A group of researchers at Carnegie Mellon University has made great strides towards eliminating those clunky contraptions that you now call computer interfaces. They think that your own body would make a much better medium. Building on recent advances like the Skinput and Kinect technologies, the Carnegie Mellon team has developed the Armura system, an interactive on-body input/output platform.
Imagine how, using bio-acoustic or electrical sensing, each of your knuckles would become an input key that you can tap with another finger while search results and soft key menus are beamed by pico-projectors onto the surface of your palm. Other surfaces on your body can also be used, such as the back of your hand, your forearm, your arm and your … well, they stopped there for the time being.
Armura can also detect and act on your gestures or positions. For example, you can point your hand at a flat object and turn it – à la Star Trek – into an effective display screen.
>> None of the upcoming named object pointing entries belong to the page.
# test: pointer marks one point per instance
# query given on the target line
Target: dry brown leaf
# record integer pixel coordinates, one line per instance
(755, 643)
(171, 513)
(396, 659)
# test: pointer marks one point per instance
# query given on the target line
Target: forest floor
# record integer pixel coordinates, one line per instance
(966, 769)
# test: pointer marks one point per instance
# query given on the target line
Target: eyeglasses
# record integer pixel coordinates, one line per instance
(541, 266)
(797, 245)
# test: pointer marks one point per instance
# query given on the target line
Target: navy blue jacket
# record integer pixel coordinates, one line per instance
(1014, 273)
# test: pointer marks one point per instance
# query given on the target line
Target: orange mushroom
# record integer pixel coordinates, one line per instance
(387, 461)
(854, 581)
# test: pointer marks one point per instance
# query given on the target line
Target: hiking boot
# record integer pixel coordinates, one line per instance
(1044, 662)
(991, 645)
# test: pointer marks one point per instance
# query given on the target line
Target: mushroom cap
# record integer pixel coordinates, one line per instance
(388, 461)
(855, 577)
You can also turn your body and use your arm to get directions to your nearby surroundings – extremely useful if you’re trying to locate a store in the mall. Want to read a book? Simply put your hands in front of your face and the pages will be clearly displayed on your palms. Just clap your hands to turn the pages.
Armura is still a prototype. It does not include on-body hardware yet, and it works only in a lab where researchers use a special projector and an infrared camera that records sixty 480×640 images per second.
However, it is clear where the technology is going. The next time you see someone bizarrely scratching their hands and making incoherent gestures, do not assume that they are the victims of a terrible itch. They may just be computing … and likely pumping even more data onto your network.